19.11.07

O CASO (FALSO) DO POLÍCIA A QUEM NINGUÉM LIGA NENHUMA

Por Ferreira Fernandes
PERGUNTOU O EXPRESSO, ontem, a Alípio Ribeiro: "Não tem um telefone seguro?" Resposta dele: "Não tenho medo de ser escutado. Ninguém quer ouvir as conversas do director da PJ." Olha, agora, ninguém é uma multidão! Seguem-se alguns desses ninguéns que gostariam muito de ouvir os telefonemas do director da PJ.
A Máfia e a Al-Qaeda, os contrabandistas de tabaco e o tipo que fazia contacto com o barbeiro terrorista do Porto. A grande criminalidade internacional gostaria de saber com quem fala e do que fala o interlocutor da Interpol em Portugal.
Os patrões das grandes empresas da construção civil. Esta semana foram acusados pelo secretário de Estado dos Assuntos Fiscais de cometerem fraudes. Sendo a acusação por atacado, nem um só grande patrão quer saber de quem a PJ suspeita?
E Paulo Portas? Não estará curioso sobre se uma palavrinha - fotocópias - foi ou não muito dita nos telefonemas do mais importante gabinete da Gomes Freire?

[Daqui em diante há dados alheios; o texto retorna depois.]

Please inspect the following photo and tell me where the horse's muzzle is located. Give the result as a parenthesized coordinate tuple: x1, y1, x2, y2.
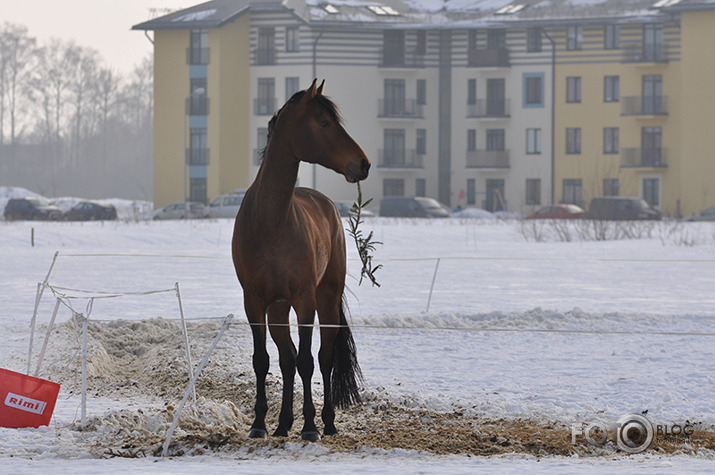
(346, 158, 371, 183)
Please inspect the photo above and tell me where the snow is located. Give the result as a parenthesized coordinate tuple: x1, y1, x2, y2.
(1, 188, 715, 472)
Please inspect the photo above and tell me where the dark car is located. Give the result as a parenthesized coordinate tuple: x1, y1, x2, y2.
(526, 204, 586, 219)
(64, 201, 117, 221)
(587, 197, 662, 220)
(3, 197, 62, 221)
(379, 196, 450, 218)
(685, 206, 715, 222)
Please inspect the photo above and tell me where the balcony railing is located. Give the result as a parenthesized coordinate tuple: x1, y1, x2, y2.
(185, 97, 210, 116)
(466, 150, 510, 168)
(254, 98, 277, 116)
(186, 47, 210, 65)
(621, 43, 670, 63)
(468, 48, 510, 68)
(185, 148, 210, 166)
(378, 99, 424, 119)
(377, 149, 424, 168)
(467, 99, 510, 118)
(379, 49, 425, 68)
(621, 147, 668, 168)
(621, 96, 668, 116)
(254, 48, 277, 65)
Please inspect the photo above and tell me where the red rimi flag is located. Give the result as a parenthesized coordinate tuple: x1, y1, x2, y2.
(0, 368, 60, 428)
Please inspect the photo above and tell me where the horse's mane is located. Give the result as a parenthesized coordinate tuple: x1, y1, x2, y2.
(261, 90, 342, 159)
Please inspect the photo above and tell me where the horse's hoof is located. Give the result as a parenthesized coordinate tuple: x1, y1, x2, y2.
(248, 428, 268, 439)
(272, 428, 289, 438)
(301, 431, 320, 442)
(324, 425, 338, 436)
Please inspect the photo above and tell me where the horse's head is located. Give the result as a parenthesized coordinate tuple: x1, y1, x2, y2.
(275, 79, 370, 183)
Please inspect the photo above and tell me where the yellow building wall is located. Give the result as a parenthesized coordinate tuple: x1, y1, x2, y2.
(153, 29, 191, 210)
(678, 11, 715, 215)
(207, 14, 252, 201)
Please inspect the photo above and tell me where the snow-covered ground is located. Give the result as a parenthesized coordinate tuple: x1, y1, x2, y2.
(1, 192, 715, 472)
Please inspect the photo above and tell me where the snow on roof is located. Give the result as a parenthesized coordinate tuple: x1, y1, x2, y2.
(171, 9, 218, 22)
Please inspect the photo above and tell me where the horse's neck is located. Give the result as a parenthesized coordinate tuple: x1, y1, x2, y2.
(251, 144, 300, 222)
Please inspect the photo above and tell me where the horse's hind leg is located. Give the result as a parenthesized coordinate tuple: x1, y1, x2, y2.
(294, 297, 320, 441)
(246, 298, 269, 439)
(316, 290, 340, 436)
(267, 301, 296, 437)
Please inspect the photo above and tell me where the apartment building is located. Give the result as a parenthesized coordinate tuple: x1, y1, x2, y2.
(134, 0, 715, 216)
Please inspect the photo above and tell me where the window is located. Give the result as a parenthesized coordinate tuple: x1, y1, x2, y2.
(603, 178, 619, 196)
(643, 75, 664, 114)
(486, 179, 505, 212)
(467, 79, 477, 105)
(486, 78, 506, 115)
(566, 128, 581, 154)
(603, 127, 619, 154)
(384, 79, 406, 116)
(526, 179, 541, 205)
(383, 30, 405, 66)
(286, 27, 299, 52)
(383, 178, 405, 196)
(566, 76, 581, 103)
(604, 25, 620, 49)
(604, 76, 619, 102)
(417, 79, 426, 105)
(188, 29, 209, 64)
(487, 129, 505, 151)
(416, 31, 427, 55)
(642, 126, 663, 166)
(526, 128, 541, 154)
(524, 73, 543, 107)
(567, 25, 583, 51)
(285, 77, 300, 101)
(527, 28, 542, 53)
(189, 78, 208, 115)
(642, 177, 660, 207)
(467, 179, 476, 205)
(416, 178, 426, 197)
(257, 28, 276, 65)
(188, 128, 208, 165)
(384, 128, 406, 166)
(256, 78, 275, 115)
(643, 24, 664, 61)
(256, 127, 268, 163)
(416, 129, 426, 155)
(189, 178, 207, 204)
(487, 29, 506, 50)
(467, 129, 477, 151)
(562, 179, 583, 206)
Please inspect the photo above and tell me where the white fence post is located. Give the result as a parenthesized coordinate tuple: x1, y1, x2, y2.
(425, 258, 441, 313)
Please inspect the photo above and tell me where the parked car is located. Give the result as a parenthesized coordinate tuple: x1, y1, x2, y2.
(526, 204, 586, 220)
(587, 197, 661, 220)
(208, 193, 245, 219)
(379, 196, 450, 218)
(3, 197, 62, 221)
(64, 201, 117, 221)
(153, 202, 208, 220)
(333, 201, 375, 218)
(685, 206, 715, 222)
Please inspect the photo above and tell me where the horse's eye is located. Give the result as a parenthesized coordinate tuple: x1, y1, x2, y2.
(319, 119, 331, 128)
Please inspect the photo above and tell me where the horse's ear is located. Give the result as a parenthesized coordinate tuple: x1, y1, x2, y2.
(317, 80, 325, 96)
(306, 78, 318, 100)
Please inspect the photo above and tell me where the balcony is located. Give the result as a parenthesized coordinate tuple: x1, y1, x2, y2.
(467, 99, 510, 118)
(185, 97, 210, 116)
(254, 48, 277, 65)
(185, 148, 210, 166)
(621, 96, 668, 116)
(378, 99, 424, 119)
(468, 48, 510, 68)
(621, 148, 667, 168)
(377, 149, 424, 169)
(254, 98, 277, 116)
(379, 49, 425, 68)
(621, 44, 670, 64)
(466, 150, 510, 169)
(186, 47, 210, 65)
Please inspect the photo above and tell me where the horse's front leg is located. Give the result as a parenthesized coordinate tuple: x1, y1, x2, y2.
(267, 301, 296, 437)
(295, 298, 320, 441)
(246, 299, 269, 439)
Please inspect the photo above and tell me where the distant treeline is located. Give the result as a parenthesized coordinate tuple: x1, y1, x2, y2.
(0, 22, 152, 200)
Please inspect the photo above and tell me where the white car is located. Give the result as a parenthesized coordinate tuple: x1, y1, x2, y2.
(208, 193, 245, 218)
(153, 202, 208, 220)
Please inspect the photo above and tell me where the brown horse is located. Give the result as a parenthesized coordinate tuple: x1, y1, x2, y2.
(232, 79, 370, 441)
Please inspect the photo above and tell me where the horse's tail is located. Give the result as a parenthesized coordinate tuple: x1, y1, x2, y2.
(330, 298, 363, 409)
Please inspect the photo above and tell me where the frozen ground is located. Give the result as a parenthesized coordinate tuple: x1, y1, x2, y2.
(1, 203, 715, 472)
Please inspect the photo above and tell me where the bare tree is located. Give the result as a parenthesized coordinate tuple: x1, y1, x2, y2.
(0, 23, 37, 149)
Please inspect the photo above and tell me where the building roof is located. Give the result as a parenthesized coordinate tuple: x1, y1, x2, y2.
(132, 0, 715, 31)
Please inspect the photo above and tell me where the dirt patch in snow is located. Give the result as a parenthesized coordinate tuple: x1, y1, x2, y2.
(43, 318, 715, 459)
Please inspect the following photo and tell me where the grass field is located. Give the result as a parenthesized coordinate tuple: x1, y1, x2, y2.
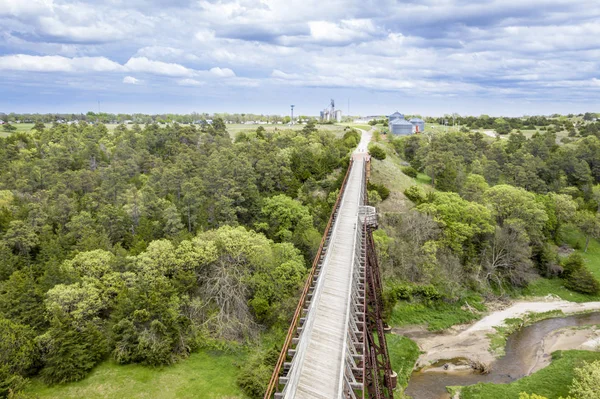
(389, 296, 485, 332)
(369, 141, 434, 214)
(0, 122, 350, 139)
(25, 351, 246, 399)
(386, 334, 420, 389)
(343, 123, 372, 131)
(454, 350, 600, 399)
(227, 123, 348, 137)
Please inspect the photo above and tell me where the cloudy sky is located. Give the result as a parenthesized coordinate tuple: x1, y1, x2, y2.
(1, 0, 599, 116)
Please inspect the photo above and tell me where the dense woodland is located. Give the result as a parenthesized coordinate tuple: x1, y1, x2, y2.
(0, 120, 361, 397)
(374, 129, 600, 314)
(2, 115, 600, 398)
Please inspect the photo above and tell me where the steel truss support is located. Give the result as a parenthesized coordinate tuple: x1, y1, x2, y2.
(344, 162, 395, 399)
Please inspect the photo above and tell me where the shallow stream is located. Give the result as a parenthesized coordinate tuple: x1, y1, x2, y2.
(404, 312, 600, 399)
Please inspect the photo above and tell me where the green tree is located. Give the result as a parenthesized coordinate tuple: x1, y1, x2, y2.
(38, 321, 107, 384)
(545, 193, 577, 241)
(0, 270, 46, 330)
(2, 124, 17, 132)
(417, 192, 494, 255)
(575, 211, 600, 252)
(460, 174, 489, 203)
(258, 194, 319, 255)
(0, 318, 38, 397)
(569, 360, 600, 399)
(484, 185, 549, 243)
(3, 221, 39, 257)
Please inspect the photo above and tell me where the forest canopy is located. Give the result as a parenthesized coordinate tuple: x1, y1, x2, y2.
(0, 120, 360, 395)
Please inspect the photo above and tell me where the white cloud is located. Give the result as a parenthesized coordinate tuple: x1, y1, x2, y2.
(0, 0, 53, 17)
(2, 0, 600, 110)
(37, 15, 127, 42)
(0, 54, 123, 72)
(123, 76, 141, 84)
(308, 19, 377, 43)
(177, 78, 204, 86)
(271, 69, 301, 79)
(135, 46, 200, 62)
(124, 57, 194, 77)
(195, 29, 215, 42)
(209, 67, 235, 77)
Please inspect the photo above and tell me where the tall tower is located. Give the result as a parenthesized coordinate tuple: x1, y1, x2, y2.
(290, 105, 295, 125)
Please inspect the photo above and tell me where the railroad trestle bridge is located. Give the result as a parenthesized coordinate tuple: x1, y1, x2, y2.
(265, 148, 396, 399)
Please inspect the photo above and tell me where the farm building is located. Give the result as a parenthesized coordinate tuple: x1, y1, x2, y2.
(388, 112, 404, 121)
(389, 117, 414, 135)
(410, 118, 425, 133)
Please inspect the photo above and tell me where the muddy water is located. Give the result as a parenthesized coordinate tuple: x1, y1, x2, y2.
(405, 312, 600, 399)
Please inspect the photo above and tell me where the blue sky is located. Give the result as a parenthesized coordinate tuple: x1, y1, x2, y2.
(1, 0, 599, 116)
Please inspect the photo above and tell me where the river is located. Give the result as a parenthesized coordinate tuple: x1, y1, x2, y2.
(405, 312, 600, 399)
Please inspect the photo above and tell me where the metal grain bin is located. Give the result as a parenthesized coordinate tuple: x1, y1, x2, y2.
(390, 118, 414, 135)
(388, 111, 404, 122)
(409, 118, 425, 133)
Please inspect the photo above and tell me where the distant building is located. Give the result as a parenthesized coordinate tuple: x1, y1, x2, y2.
(388, 112, 404, 122)
(409, 118, 425, 133)
(387, 111, 425, 135)
(334, 110, 342, 122)
(320, 99, 342, 122)
(389, 118, 413, 135)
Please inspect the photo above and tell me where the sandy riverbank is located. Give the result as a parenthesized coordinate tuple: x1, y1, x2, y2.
(394, 298, 600, 371)
(529, 325, 600, 373)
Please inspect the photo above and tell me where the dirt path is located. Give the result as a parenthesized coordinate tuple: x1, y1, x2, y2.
(394, 298, 600, 370)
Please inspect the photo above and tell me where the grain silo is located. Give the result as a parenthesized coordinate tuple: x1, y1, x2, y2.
(409, 118, 425, 133)
(334, 110, 342, 122)
(390, 118, 414, 135)
(388, 111, 404, 122)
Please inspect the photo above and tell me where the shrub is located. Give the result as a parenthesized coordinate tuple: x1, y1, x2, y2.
(368, 190, 382, 206)
(401, 166, 418, 178)
(367, 182, 390, 200)
(368, 144, 386, 160)
(0, 318, 38, 397)
(565, 267, 600, 295)
(237, 347, 278, 398)
(562, 253, 585, 278)
(404, 185, 427, 204)
(569, 360, 600, 398)
(38, 323, 108, 384)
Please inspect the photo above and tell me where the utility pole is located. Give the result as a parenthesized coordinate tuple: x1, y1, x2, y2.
(290, 105, 295, 125)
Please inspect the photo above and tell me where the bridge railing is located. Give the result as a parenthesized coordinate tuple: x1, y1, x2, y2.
(264, 158, 355, 399)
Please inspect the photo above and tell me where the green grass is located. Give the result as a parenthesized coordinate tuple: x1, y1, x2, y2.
(369, 141, 435, 214)
(454, 350, 600, 399)
(225, 123, 348, 137)
(415, 173, 432, 186)
(486, 310, 564, 356)
(389, 298, 484, 331)
(342, 123, 372, 131)
(524, 278, 600, 302)
(25, 350, 246, 399)
(563, 227, 600, 279)
(386, 334, 420, 389)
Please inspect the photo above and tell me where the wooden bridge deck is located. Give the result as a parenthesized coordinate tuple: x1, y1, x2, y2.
(286, 155, 366, 398)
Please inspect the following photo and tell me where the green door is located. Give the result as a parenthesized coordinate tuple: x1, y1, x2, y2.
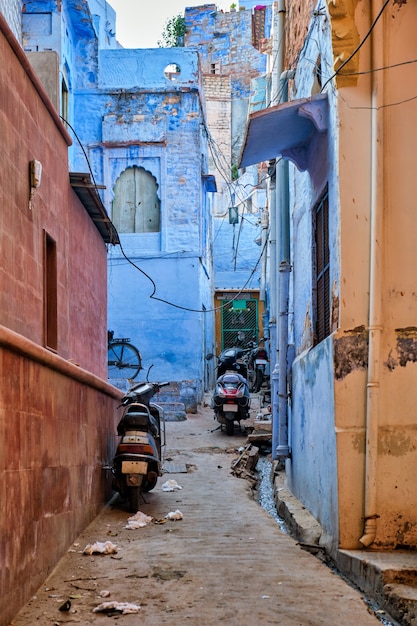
(221, 299, 258, 349)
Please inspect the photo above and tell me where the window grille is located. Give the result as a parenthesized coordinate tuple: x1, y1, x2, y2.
(313, 187, 330, 343)
(221, 299, 258, 349)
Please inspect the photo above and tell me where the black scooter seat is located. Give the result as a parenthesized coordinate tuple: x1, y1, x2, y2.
(117, 411, 159, 437)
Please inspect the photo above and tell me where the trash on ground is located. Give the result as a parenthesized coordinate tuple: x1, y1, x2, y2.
(165, 509, 183, 520)
(93, 601, 140, 614)
(125, 511, 153, 529)
(58, 599, 71, 612)
(83, 541, 118, 555)
(99, 590, 111, 598)
(231, 444, 259, 486)
(161, 479, 183, 491)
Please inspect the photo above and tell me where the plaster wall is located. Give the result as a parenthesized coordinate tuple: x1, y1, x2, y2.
(284, 4, 342, 550)
(333, 0, 417, 549)
(71, 46, 214, 401)
(287, 0, 417, 550)
(289, 339, 338, 547)
(0, 22, 108, 376)
(0, 16, 120, 623)
(185, 4, 269, 212)
(0, 0, 21, 41)
(213, 210, 262, 291)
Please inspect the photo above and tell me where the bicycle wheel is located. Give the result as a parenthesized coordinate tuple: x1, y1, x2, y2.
(108, 342, 142, 379)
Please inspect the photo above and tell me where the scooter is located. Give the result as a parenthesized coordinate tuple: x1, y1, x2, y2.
(216, 346, 249, 378)
(212, 371, 251, 436)
(112, 379, 169, 512)
(245, 341, 268, 393)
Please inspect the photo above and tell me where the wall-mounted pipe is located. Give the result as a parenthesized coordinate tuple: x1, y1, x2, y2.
(270, 0, 286, 459)
(276, 68, 294, 460)
(359, 0, 384, 548)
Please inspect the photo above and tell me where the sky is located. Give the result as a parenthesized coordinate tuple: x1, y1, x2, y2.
(107, 1, 231, 49)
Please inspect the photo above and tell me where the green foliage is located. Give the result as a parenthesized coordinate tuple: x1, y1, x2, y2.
(158, 14, 186, 48)
(231, 163, 239, 180)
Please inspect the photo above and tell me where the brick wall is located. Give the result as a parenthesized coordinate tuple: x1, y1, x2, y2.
(285, 0, 316, 70)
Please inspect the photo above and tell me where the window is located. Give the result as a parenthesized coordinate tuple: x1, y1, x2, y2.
(112, 166, 161, 234)
(44, 231, 58, 350)
(313, 187, 330, 343)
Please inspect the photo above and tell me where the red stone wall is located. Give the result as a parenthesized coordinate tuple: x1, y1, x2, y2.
(0, 24, 108, 378)
(0, 16, 121, 625)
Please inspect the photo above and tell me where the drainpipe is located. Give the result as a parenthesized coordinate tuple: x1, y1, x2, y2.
(260, 209, 269, 301)
(359, 0, 384, 547)
(271, 0, 286, 460)
(276, 69, 294, 460)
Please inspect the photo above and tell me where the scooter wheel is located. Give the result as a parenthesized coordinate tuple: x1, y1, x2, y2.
(128, 487, 141, 513)
(254, 370, 263, 393)
(225, 420, 234, 436)
(143, 474, 158, 492)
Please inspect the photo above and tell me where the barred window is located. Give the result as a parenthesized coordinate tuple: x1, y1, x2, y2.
(313, 187, 330, 343)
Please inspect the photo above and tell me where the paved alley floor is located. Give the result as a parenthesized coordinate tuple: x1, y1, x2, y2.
(11, 406, 391, 625)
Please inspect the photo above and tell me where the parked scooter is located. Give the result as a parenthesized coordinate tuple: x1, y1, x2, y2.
(112, 378, 169, 512)
(212, 371, 251, 435)
(244, 340, 268, 393)
(216, 346, 248, 378)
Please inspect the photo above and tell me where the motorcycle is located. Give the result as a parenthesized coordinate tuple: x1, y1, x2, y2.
(212, 371, 251, 436)
(216, 346, 248, 378)
(112, 379, 169, 512)
(245, 341, 268, 393)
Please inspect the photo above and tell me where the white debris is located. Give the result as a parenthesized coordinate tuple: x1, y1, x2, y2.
(83, 541, 117, 555)
(165, 509, 183, 520)
(99, 590, 111, 598)
(125, 511, 153, 529)
(161, 479, 183, 491)
(93, 601, 140, 614)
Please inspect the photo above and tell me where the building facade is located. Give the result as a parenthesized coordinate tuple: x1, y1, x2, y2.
(241, 0, 417, 555)
(0, 11, 120, 624)
(22, 0, 216, 408)
(185, 3, 271, 355)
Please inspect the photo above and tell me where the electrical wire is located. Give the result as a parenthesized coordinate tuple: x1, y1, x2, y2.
(117, 233, 268, 314)
(320, 0, 391, 92)
(61, 114, 267, 316)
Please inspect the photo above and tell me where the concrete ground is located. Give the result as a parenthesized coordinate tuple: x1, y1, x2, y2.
(10, 404, 396, 626)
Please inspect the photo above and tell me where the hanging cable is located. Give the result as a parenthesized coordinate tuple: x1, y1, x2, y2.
(320, 0, 391, 92)
(62, 115, 267, 315)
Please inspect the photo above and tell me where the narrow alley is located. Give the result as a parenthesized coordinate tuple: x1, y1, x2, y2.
(11, 405, 394, 626)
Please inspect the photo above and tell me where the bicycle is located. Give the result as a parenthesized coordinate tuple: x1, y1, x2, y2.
(107, 330, 142, 380)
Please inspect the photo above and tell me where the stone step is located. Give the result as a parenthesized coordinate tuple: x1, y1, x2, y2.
(158, 402, 187, 422)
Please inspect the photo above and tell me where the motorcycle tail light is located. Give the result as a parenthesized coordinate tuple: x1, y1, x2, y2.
(235, 384, 245, 398)
(216, 384, 227, 398)
(257, 349, 268, 359)
(118, 443, 155, 456)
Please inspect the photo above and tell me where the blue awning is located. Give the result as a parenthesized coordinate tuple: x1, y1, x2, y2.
(239, 93, 328, 172)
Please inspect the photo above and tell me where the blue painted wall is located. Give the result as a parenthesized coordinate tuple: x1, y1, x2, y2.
(284, 6, 341, 547)
(22, 0, 216, 407)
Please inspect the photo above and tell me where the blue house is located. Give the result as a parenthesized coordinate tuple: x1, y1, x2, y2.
(22, 0, 216, 408)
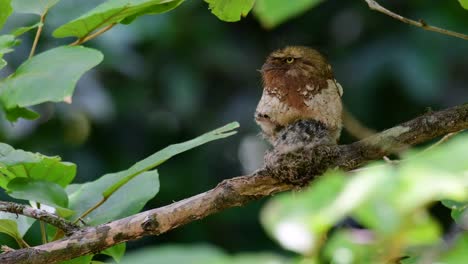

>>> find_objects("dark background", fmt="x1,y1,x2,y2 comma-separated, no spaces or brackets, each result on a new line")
1,0,467,255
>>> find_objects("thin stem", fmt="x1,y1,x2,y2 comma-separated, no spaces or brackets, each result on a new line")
423,130,464,152
18,237,30,248
39,221,47,243
29,10,48,59
36,203,48,244
364,0,468,41
70,23,116,46
73,197,107,225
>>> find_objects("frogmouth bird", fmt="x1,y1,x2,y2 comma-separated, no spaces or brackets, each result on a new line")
255,46,343,146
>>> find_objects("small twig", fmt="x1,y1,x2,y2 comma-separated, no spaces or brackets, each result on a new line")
36,203,48,244
29,10,48,59
69,23,116,46
0,201,79,236
383,156,399,164
423,130,464,152
364,0,468,41
72,197,107,224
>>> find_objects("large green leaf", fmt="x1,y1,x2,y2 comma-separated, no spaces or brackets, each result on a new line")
0,46,103,121
101,122,239,199
205,0,255,22
67,122,238,225
53,0,185,39
7,178,68,208
0,0,12,30
253,0,324,28
11,0,60,15
66,170,159,225
0,142,76,189
459,0,468,10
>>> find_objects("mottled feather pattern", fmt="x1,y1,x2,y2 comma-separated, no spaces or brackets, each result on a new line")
255,46,343,144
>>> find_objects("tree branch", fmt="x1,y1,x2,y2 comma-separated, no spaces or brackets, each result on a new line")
364,0,468,41
0,201,79,236
1,104,467,264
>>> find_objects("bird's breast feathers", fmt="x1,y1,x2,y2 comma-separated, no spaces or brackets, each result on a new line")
255,79,343,130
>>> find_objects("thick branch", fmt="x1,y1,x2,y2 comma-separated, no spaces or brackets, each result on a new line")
364,0,468,41
0,201,79,236
1,104,467,264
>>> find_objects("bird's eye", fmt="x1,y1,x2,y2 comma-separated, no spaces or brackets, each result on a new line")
286,57,294,63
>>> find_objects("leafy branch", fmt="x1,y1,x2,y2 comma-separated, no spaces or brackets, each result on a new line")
0,104,466,264
73,122,239,224
364,0,468,41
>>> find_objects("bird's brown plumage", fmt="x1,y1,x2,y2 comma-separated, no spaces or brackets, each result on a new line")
255,46,343,144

E, já agora, eu próprio. Sou jornalista e tudo que é estranho não me é estranho. Eu gostaria muito de ouvir os telefonemas de Alípio Ribeiro. Sobretudo se provassem que ele tinha razão. Que só telefonava para encomendar pizas. Eu faria uma reportagem com antetítulo: "Desleixo com dinheiros públicos." E título: "Dão-lhe telefone para trabalhar e nada..." O texto seria ilustrado pela lista dos 45 telefonemas feitos, ontem.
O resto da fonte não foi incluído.